Snapchat(スナップチャット)、Instagram(インスタグラム)、WhatsApp(ワッツアップ)、Facebook(フェイスブック)などのソーシャルプラットフォームでは、一定期間で消えてしまうストーリー機能がクールな場所となっている。しかし、Twitter(ツイッター)に限っていえば、この製品自体が数日のうちに消えてしまうようだ。Twitterは、わずか8カ月前に一般提供を開始したエフェメラルな「ストーリーズ」のTwitter版である「Fleet(フリート)」が、2021年8月3日にサポート終了されると確認した。

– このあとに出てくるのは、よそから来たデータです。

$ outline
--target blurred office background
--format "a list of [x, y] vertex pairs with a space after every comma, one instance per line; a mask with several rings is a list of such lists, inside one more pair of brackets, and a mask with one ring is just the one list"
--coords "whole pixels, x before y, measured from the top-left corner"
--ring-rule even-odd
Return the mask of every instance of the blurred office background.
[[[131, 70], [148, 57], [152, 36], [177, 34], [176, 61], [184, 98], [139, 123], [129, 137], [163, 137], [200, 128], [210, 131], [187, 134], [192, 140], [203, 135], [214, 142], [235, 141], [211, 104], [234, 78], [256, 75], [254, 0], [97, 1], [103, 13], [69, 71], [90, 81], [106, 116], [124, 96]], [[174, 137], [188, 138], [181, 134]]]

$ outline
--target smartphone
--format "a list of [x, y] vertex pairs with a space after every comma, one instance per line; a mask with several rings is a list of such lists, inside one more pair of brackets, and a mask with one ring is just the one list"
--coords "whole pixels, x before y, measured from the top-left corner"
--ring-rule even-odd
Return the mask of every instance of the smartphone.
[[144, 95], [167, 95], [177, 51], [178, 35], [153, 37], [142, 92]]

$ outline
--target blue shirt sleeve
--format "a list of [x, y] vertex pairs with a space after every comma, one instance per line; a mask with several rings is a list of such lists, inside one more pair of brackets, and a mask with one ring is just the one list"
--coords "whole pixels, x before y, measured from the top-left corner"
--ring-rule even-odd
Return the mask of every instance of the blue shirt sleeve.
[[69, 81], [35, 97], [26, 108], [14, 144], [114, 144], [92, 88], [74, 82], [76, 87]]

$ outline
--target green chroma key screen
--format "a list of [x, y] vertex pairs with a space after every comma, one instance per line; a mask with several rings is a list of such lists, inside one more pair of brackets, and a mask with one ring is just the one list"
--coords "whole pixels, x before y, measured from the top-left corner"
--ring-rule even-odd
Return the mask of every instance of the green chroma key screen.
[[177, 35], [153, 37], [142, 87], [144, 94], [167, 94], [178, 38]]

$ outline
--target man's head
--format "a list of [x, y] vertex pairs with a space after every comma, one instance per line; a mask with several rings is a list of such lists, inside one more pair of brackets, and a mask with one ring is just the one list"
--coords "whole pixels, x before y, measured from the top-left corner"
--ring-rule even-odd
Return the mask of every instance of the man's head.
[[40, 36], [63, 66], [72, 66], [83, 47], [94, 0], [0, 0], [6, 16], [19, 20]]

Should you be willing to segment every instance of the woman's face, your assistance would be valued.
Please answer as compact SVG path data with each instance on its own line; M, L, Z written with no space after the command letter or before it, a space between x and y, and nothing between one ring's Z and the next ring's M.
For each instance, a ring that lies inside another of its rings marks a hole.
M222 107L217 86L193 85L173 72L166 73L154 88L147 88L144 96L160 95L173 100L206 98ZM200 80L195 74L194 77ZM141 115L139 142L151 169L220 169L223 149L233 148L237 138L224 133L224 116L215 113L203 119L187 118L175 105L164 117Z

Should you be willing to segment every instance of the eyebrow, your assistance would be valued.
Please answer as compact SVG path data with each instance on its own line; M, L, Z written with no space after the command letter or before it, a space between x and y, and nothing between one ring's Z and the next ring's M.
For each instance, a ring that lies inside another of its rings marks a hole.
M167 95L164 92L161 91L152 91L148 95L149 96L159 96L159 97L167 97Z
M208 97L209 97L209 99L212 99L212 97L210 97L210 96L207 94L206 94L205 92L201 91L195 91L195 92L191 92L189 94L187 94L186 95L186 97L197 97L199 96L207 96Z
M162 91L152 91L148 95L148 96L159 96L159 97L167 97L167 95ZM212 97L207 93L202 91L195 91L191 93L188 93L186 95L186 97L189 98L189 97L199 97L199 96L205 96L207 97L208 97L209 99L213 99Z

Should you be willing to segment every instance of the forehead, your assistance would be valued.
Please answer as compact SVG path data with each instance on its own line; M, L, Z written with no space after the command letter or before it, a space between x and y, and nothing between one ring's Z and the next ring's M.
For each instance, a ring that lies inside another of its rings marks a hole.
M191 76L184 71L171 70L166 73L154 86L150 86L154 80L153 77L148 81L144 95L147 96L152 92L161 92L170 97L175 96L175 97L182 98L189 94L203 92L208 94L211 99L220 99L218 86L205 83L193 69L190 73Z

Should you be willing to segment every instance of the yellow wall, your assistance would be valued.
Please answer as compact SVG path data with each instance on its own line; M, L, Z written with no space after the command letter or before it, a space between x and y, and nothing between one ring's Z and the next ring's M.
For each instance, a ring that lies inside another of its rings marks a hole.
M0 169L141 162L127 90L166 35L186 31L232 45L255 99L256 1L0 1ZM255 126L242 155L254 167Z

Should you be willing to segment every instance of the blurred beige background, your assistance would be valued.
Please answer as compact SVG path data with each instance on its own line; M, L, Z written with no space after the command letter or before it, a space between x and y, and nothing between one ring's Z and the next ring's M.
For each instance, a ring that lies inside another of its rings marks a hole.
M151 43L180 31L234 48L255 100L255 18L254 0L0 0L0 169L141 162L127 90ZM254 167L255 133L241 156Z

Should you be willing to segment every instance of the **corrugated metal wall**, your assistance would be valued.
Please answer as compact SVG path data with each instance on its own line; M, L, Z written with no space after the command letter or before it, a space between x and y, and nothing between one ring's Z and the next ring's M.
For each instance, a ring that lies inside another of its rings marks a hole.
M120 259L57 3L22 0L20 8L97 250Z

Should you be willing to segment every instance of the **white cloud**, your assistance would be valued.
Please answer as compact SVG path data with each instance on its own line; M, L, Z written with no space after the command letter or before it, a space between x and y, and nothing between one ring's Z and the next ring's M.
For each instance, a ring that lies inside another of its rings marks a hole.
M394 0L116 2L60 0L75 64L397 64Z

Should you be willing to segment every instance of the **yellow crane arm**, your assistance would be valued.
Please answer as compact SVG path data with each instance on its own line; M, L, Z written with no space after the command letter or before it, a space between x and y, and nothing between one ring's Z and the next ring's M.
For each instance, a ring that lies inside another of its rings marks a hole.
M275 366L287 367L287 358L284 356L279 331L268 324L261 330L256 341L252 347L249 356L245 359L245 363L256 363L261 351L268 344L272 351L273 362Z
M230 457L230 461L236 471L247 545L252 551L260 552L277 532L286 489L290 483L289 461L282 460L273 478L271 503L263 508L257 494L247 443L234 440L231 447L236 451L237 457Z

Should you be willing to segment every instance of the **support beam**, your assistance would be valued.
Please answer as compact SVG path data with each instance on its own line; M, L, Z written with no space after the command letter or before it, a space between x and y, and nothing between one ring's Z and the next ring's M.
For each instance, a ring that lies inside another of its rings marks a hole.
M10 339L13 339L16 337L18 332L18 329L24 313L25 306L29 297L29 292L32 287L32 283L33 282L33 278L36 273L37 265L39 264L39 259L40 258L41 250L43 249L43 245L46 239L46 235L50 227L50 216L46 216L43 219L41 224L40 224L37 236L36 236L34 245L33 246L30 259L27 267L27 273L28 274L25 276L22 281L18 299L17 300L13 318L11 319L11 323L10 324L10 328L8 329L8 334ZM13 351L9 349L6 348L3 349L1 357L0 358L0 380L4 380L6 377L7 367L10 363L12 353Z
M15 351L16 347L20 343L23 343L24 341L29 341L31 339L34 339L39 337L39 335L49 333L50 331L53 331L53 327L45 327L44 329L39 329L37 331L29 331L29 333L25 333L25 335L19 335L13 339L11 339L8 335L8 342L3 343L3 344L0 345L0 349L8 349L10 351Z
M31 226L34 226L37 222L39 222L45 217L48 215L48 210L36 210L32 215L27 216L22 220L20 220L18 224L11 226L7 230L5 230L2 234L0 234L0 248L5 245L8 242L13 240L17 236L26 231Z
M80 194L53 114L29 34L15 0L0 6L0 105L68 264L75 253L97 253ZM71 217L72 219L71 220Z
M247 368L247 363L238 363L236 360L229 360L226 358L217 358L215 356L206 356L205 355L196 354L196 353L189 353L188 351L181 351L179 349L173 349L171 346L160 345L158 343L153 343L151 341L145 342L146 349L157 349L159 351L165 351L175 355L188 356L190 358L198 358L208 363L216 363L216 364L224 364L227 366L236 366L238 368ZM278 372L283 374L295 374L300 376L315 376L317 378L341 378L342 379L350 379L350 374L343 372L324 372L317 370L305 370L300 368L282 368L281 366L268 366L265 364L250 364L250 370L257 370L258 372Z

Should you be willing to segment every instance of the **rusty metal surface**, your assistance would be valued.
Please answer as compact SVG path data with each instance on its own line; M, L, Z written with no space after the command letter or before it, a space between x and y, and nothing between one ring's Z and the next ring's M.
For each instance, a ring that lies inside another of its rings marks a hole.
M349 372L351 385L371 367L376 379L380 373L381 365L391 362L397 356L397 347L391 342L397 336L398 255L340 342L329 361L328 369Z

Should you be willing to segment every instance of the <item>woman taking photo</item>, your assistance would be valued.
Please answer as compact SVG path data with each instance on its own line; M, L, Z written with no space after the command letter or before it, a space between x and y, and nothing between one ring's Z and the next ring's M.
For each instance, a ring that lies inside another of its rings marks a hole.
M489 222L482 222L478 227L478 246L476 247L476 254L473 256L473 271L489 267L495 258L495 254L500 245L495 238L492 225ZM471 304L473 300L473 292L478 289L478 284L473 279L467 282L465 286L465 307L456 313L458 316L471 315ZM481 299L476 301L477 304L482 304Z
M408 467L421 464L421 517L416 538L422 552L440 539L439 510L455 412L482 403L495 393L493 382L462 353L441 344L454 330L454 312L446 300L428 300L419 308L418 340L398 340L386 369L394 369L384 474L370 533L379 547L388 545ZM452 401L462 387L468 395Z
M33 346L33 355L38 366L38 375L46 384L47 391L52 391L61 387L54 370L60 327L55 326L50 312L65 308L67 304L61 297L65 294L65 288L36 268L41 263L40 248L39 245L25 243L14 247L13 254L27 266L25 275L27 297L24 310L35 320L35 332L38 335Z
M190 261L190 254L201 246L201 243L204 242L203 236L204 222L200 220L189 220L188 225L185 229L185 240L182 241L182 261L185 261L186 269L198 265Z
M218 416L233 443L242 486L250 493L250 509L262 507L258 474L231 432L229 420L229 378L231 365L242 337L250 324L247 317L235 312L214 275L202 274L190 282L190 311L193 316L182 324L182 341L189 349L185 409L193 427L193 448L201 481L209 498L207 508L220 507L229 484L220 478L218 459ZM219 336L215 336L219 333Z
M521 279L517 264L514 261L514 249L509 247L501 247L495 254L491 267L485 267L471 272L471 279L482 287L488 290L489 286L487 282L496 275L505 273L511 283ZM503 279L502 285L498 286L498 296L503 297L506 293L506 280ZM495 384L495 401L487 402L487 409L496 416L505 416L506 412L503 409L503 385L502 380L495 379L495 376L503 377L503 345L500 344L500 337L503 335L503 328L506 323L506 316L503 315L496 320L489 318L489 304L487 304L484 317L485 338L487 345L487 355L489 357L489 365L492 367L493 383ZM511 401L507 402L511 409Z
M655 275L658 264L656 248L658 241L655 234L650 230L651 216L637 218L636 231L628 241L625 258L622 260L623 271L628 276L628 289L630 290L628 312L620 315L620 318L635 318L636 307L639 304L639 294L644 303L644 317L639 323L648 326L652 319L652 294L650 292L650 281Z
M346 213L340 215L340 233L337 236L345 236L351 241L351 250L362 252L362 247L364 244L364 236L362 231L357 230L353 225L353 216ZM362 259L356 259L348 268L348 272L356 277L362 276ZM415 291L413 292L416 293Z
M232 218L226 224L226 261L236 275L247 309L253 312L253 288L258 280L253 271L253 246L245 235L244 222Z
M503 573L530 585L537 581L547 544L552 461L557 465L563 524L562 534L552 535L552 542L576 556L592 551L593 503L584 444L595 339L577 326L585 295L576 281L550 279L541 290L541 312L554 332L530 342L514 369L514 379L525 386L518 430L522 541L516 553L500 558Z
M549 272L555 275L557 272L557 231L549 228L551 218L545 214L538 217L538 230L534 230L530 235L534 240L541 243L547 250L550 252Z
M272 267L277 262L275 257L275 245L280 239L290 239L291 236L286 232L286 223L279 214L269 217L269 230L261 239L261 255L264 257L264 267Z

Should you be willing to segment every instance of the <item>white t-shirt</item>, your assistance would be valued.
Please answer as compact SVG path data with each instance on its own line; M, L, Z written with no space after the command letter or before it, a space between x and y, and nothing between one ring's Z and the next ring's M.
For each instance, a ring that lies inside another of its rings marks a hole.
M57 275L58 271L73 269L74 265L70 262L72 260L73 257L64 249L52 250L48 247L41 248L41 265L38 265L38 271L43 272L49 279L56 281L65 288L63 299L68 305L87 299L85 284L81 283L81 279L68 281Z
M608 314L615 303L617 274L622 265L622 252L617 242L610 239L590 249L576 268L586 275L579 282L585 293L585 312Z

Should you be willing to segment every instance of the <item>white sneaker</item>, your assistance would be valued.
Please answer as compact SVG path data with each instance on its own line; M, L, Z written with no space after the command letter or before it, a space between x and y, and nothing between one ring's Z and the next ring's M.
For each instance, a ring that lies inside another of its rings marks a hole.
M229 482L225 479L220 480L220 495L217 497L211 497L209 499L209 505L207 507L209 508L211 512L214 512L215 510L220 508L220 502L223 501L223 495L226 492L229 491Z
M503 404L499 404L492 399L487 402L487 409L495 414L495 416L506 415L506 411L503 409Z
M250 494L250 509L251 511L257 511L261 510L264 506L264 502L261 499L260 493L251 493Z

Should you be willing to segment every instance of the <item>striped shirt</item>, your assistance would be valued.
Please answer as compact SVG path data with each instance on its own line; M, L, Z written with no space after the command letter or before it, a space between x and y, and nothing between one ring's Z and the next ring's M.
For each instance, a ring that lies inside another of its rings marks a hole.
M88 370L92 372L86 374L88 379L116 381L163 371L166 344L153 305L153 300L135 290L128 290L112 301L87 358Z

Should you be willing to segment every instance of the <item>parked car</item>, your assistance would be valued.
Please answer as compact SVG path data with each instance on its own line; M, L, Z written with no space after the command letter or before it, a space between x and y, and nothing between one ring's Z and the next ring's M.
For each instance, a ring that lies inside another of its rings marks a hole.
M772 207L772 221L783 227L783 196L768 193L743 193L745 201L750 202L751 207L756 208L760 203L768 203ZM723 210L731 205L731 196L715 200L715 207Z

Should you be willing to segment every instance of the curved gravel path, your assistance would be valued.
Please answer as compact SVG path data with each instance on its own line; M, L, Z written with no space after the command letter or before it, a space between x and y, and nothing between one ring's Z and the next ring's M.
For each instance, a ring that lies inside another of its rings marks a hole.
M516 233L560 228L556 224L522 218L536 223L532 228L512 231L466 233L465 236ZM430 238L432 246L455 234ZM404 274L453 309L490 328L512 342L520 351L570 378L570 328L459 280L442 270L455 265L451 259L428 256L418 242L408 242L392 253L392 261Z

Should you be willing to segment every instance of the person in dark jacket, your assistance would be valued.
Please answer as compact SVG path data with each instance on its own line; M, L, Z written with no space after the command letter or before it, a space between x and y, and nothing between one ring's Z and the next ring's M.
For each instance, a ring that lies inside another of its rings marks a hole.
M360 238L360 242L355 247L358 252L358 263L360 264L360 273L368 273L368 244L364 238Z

同社によると、Fleetで最初にターゲットにしようとしていた、積極的でないTwitterユーザーの間でアクティビティが不足していることが理由だという。Twitterのコンシューマープロダクト部門の責任者であるKayvon Beykpour(カイヴォン・ベイクプール)氏は、同社は他の製品を開発する予定だと述べているが、それらの製品にエフェメラルな要素を取り入れるかどうかについては言及していない。

Clubhouse(クラブハウス)に代わるものとして開発されたSpaces(スペース)は、現在アプリ上部のFleetと同じ場所に配置されており、Fleetがなくなれば、横長のカルーセルを独占することになる。

一方、プロダクト担当VPのIlya Brown(イリヤ・ブラウン)氏のブログ記事によると、2021年6月に実施したばかりのフルスクリーン広告のテストなど、Fleetのために構築したものの一部は、アプリの他の場所で再登場する可能性があるという。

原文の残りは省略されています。